DataProcessor#
This module contains the DataProcessor class, which is responsible for storing and applying the data processing pipeline.
- class udao.data.handler.data_processor.DataProcessor(iterator_cls: Type[IT], feature_extractors: Dict[str, TrainedExtractor | StaticExtractor], feature_preprocessors: Mapping[str, Sequence[TrainedPreprocessor | StaticPreprocessor]] | None = None, tensors_dtype: dtype | None = None)#
Bases:
Generic
[IT
]- Parameters:
iterator_cls (Type[BaseDatasetIterator]) – Dataset iterator class type.
feature_extractors (Mapping[str, Tuple[FeatureExtractorType, Any]]) –
Dict that links a feature name to tuples of the form (Extractor, args) where Extractor implements FeatureExtractor and args are the arguments to be passed at initialization.
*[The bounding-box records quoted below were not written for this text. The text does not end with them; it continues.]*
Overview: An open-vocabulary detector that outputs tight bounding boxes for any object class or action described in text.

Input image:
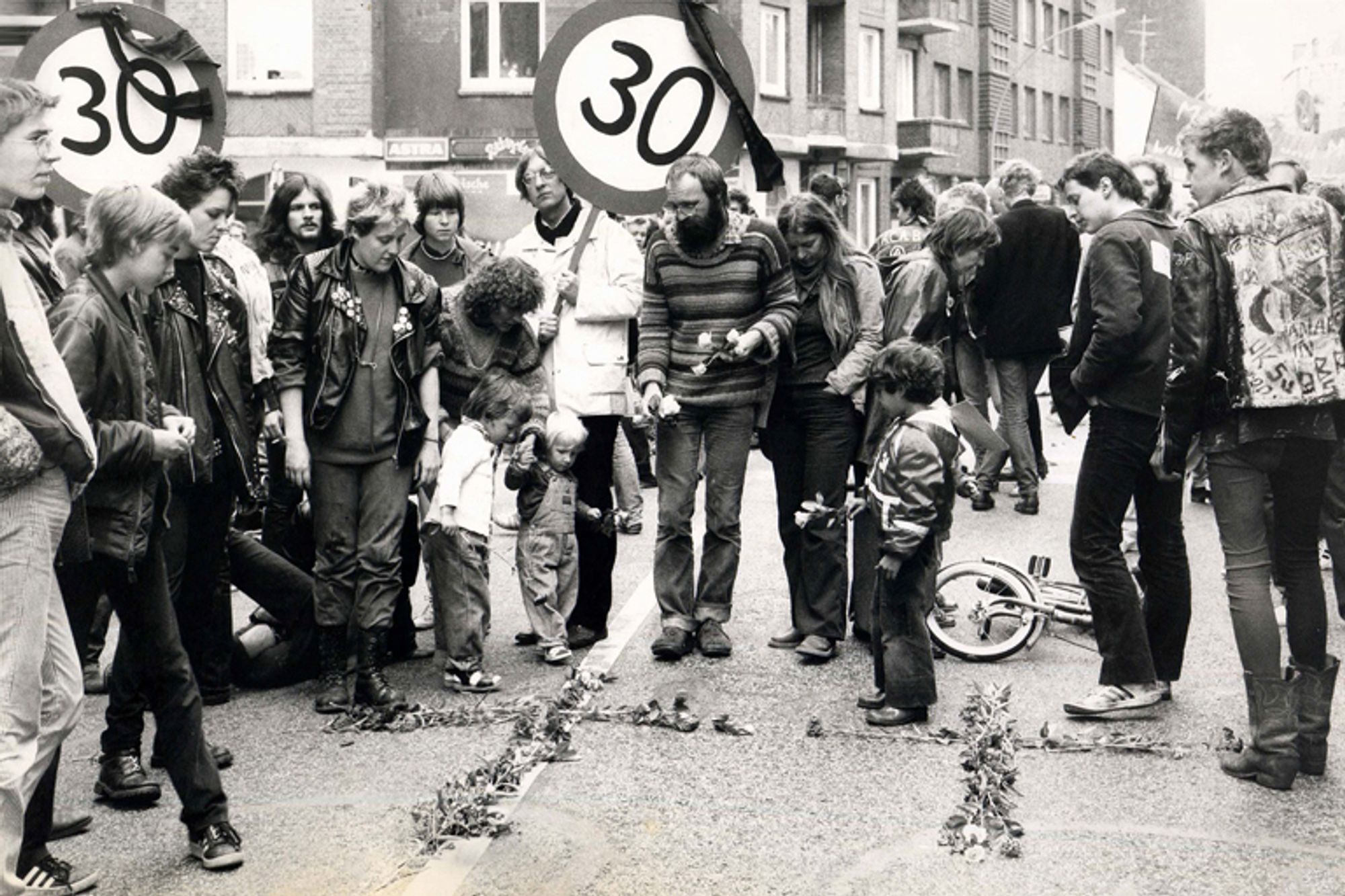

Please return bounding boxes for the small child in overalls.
[504,410,603,665]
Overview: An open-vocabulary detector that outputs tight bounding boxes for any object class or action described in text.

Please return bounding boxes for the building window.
[854,177,878,246]
[761,7,790,97]
[958,69,976,126]
[227,0,313,93]
[933,62,952,118]
[859,27,882,112]
[897,48,916,121]
[463,0,543,93]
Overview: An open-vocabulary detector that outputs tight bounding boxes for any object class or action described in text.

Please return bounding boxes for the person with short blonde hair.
[85,184,191,268]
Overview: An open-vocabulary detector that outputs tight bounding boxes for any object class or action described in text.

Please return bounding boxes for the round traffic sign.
[533,0,756,214]
[15,3,225,211]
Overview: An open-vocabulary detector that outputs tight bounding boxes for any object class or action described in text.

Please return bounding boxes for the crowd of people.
[0,68,1345,893]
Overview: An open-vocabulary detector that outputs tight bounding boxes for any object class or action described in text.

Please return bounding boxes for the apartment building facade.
[894,0,1119,187]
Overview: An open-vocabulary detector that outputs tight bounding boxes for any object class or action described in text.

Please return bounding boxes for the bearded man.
[638,153,799,659]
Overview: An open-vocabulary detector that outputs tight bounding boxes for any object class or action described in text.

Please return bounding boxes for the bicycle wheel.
[925,560,1045,663]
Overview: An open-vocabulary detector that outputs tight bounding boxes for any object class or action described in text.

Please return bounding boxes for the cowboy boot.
[355,627,406,709]
[1289,654,1341,775]
[313,626,350,715]
[1219,669,1299,790]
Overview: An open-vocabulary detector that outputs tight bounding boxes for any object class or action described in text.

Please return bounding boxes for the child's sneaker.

N.B.: Feature names must match the iterator’s parameters.
If Extractor is a StaticExtractor, the features are extracted independently of the split.
If Extractor is a TrainedExtractor, the extractor is first fitted on the train split and then applied to the other splits.
feature_preprocessors (Optional[Mapping[str, List[FeaturePreprocessor]]]) –
Dict that links a feature name to a list of tuples of the form (Processor, args) where Processor implements FeatureProcessor and args are the arguments to be passed at initialization. This allows to apply a series of processors to different features, e.g. to normalize the features. N.B.: Feature names must match the iterator’s parameters. If Processor is a StaticExtractor, the features are processed independently of the split.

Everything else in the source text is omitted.